What is a DeFi collateral loan? ›

Crypto borrowing in DeFi allows users to take loans in cryptocurrency or stablecoins using their digital assets as collateral. Unlike traditional finance, DeFi operates on decentralized platforms built on blockchain technology, eliminating the need for intermediaries such as banks.

What is a DeFi protocol for borrowing and lending? ›

DeFi lending and borrowing markets allow any user to borrow or lend digital assets via decentralized protocols governed by smart contracts, which determine interest rates, transaction amounts, repayment terms, and loan expiration dates. A lending and borrowing market relies on both lenders and borrowers.

What are two types of crypto lending? ›

There are two main types of crypto lending platforms: decentralized crypto lenders and centralized crypto lenders. Both offer access to high interest rates, sometimes up to 20% annual percentage yield (APY), and both typically require borrowers to deposit collateral to access a crypto loan.

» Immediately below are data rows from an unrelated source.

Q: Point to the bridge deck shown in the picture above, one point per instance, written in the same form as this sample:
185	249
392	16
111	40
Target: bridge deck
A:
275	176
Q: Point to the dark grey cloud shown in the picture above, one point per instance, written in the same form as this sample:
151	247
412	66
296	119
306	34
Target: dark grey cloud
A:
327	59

What is DeFi lending vs staking? ›

Broadly, lending involves loaning funds to borrowers, while staking involves providing funds to a blockchain network.

What is the use case of DeFi lending? ›

Decentralized Borrowing and Lending

DeFi allows users to borrow and lend money without the use of a middleman. Borrowers can obtain loans without providing collateral or undergoing the traditional credit check process. By lending money to borrowers, lenders can earn interest on their money.

What is the main purpose of DeFi? ›

What Does Decentralized Finance Do? The goal of DeFi is to challenge the use of centralized financial institutions and third parties involved in all financial transactions.

How can banks benefit from DeFi? ›

Through DeFi platforms, users can access loans, savings, and investment opportunities without requiring a bank account or credit history. This expanded access challenges traditional banks to adapt their services to remain competitive.

How do you benefit from DeFi? ›

3. Yield Farming. Yield farming involves moving your funds between different DeFi protocols to take advantage of the highest yield opportunities. You can earn rewards, such as additional tokens or interest, by participating in liquidity provision, lending, or borrowing across various DeFi income platforms.